According to the Pierce County prosecutor, a witness told police that Geike, 20, had been walking along a road in Lakewood, Washington, with two friends on the night of Oct. 5 when someone in a vehicle yelled ‘hateful remarks’ at them. The men in the vehicle were black and Hispanic, and the men on foot were white.

“One of the walkers yelled back something related to being ‘combat veterans.’ The victim and his friends are members of the United States Army,” Philip K. Sorensen, the deputy prosecuting attorney for Pierce County, said in the declaration for determination of probable cause that was filed on Oct. 8.

After words were exchanged, the prosecutor said, the vehicle pulled over, and four of the five men in the car got out and walked toward Geike and his friends. One of the men in the vehicle, later identified as Jeremiah Hill, “grabbed Mr. Geike and threw him to the ground,” Sorensen said. The men, including the three who later were charged — Runnion-Bareford, Hill and Cedarium Johnson — fled to the vehicle and drove away, according to the probable cause affidavit.

“At that point, the victim’s friends realized that Mr. Geike had been stabbed,” the prosecutor said in the the probable cause affidavit.

Johnson told police detectives later that when he and his group of friends were moving back toward their sedan, Hill moved behind Geike, put him in a “bear hug” and then pushed him to the ground, according to the probable cause affidavit. When Hill got into the car, he was covered in blood, Sorensen said, and told the others that he had cut Geike. Johnson told Runnion-Bareford to throw the knife from the car, and the Maine man threw it into the underbrush, according to the the probable cause affidavit.

“Runnion-Bareford also told investigators that after returning to post, Runnion-Bareford tried to clean up blood from the car,” Sorensen said in the the affidavit. “He parked the car several blocks from his barracks to avoid detection.

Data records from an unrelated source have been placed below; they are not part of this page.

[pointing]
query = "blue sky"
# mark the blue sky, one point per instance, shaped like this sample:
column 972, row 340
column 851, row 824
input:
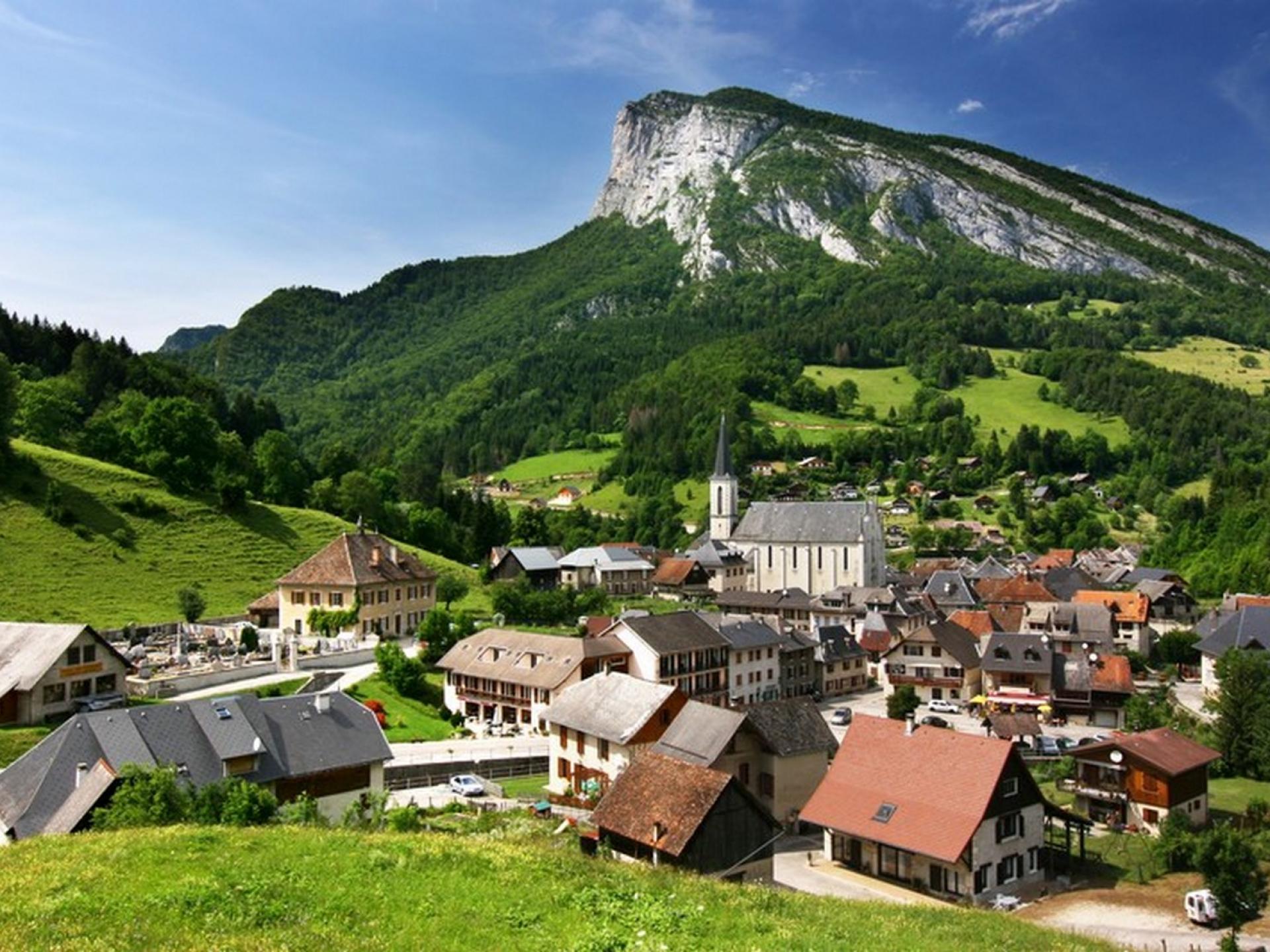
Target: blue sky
column 171, row 164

Once he learned that Hill had been arrested, he again tried to clean the car, this time using bleach. Investigators said when they spoke to Runnion-Bareford, he smelled like bleach.”

Sorensen said in the the probable cause affidavit that all the suspects except Hill agreed that Geike had not done anything to warrant an attack.

Hill was charged with murder in the first degree after the attack and has been held at Pierce County Jail in lieu of $2 million bail, although his charge was amended to murder in the second degree on April 23, according to a court official. His trial is scheduled for Dec. 1.

Johnson, who also was charged with rendering criminal assistance, is awaiting his own trial.

According to the sentence handed down on Wednesday, Runnion-Bareford is required to pay court fees of $1,050, and he also had to write what made him guilty of the crime.

“I was with a group of soldiers and somebody had stabbed another person, and I took the knife and threw it from the car,” Runnion-Bareford wrote. “I knew I should not have done that because it would interfere with the investigation.”